Message d'erreur Facebook, 2014. REUTERS/Thomas White

Message d'erreur Facebook, 2014. REUTERS/Thomas White

Comme nous vous l'expliquions sur Slate il y a quelques jours, Facebook a, durant une semaine en janvier 2012, mené une expérience sur près de 700.000 de ses utilisateurs, à leur insu. Les chercheurs affiliés à Facebook pour conduire cette étude, qui devait déterminer si les réseaux sociaux numériques ont bien un impact sur notre humeur (oui), ont manipulé l’algorithme du réseau social pour réduire le nombre de messages positifs que les abonnés recevaient dans leur newsfeed (fil d'actualités) ou au contraire l'augmenter, puis étudier le type d’émotions exprimées.

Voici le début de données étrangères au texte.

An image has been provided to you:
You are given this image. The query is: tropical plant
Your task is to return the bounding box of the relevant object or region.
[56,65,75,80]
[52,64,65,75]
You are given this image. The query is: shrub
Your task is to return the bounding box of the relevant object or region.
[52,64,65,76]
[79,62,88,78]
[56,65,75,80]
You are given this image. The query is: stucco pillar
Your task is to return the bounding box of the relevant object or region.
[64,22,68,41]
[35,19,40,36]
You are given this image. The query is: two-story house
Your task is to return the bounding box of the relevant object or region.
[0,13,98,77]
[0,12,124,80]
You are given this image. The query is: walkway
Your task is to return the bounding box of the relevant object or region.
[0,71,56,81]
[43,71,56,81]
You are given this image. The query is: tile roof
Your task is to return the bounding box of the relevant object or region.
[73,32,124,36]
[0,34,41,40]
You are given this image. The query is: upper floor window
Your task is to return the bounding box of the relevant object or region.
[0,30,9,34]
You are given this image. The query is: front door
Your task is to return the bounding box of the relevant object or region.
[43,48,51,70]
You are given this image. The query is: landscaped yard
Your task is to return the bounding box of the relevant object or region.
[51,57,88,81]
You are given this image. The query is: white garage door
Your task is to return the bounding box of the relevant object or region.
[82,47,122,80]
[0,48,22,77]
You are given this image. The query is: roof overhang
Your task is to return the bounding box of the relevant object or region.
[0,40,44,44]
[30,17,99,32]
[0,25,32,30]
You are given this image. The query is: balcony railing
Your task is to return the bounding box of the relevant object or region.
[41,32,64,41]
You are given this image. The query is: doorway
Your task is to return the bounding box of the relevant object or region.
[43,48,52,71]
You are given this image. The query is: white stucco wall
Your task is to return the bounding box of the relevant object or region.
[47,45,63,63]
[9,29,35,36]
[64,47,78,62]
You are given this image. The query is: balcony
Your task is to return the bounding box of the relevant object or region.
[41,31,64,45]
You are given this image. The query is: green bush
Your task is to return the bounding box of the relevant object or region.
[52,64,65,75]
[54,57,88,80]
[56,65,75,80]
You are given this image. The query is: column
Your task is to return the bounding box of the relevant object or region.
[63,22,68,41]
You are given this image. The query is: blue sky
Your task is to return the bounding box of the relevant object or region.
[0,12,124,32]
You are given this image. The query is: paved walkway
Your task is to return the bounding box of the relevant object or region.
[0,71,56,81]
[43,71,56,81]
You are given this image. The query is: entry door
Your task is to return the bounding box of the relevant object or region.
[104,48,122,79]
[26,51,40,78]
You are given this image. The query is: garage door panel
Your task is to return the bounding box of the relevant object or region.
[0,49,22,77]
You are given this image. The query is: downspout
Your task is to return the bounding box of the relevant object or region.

Cette manipulation des émotions des utilisateurs a été vivement critiquée, mais, comme le souligne Forbes, «les détracteurs comme les défendeurs faisaient tous remarquer que la "permission" que s'arrogeait Facebook venait de sa Politique d'utilisation des données qui, parmi ses milliers de mots, informait les gens que leurs informations pouvaient être utilisées pour des "opérations internes" notamment "des recherches"».

Mais le magazine économique remarque que même cette excuse-là n'est plus valable.

En évoquant cette politique d'utilisation, «nous nous reposions tous sur ce que dit la politique d'utilisation aujourd'hui. Mais en janvier 2012, cette politique ne disait rien du tout sur les utilisateurs comme cobayes potentiels, auxquels on pourrait faire passer des journées maussades au nom de la science, ni que "des recherches" pouvaient être menées sur le site».